Keywords

1 Introduction

Machine learning algorithms have been effectively used for classification purposes in last decades. However, new problems continuously emerge that pose challenge to pattern classifiers. Often these difficulties are embedded in the nature of the data. They may be connected with the volume, non-stationary nature, some specific characteristics, or differing quality of examples. One of such problems is the imbalance between the class representatives.

Standard classifiers assume, that the distribution of objects between classes is roughly equal. When this assumption is violated, they tend to get biased towards the class with higher quantity of examples. This deteriorates the performance over the minority class. Therefore, in order to get a well-balanced classifier that is competent over all of classes, we need to counter the imbalanced distribution.

There is a plethora of methods proposed, usually focusing on some data pre-processing methods or guiding the training process towards the minority examples. Former group concentrates on operations on the dataset in order to re-balance it, and then uses standard classifiers. Latter group works on the original dataset, but changes the training procedure of the classifier. Both of these approaches are considered as an effective aid in the imbalanced classification domain.

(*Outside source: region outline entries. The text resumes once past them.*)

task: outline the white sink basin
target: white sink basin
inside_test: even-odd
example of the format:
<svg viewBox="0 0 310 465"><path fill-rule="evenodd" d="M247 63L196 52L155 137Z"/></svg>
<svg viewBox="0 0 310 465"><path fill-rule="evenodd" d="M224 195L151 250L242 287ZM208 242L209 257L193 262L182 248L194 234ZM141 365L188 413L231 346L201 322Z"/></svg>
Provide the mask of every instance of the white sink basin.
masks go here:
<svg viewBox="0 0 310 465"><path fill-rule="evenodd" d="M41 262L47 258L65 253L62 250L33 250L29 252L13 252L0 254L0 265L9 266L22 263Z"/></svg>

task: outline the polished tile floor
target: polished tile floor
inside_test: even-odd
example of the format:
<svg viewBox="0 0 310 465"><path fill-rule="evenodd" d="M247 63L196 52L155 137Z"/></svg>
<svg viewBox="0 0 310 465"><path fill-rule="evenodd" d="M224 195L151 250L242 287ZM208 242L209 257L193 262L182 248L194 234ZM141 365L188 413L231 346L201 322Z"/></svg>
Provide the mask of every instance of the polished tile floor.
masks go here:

Between these two groups of methods lies the cost-sensitive solution. Usually during the design of the classifier one assumes that all classes are identically important and calculate the training error on the basis of quantity of misclassified examples (e.g., as in 0–1 loss function). However, in imbalanced domain usually the minority class is the more interesting one. Therefore, one may associate a higher misclassification cost with the minority class examples in order to boost their recognition rate. This will penalize the training process for errors on the minority objects and counter the problem of uneven class representations. Cost-sensitive paradigm has been successfully introduced to some types of classifiers, like decision trees or neural networks.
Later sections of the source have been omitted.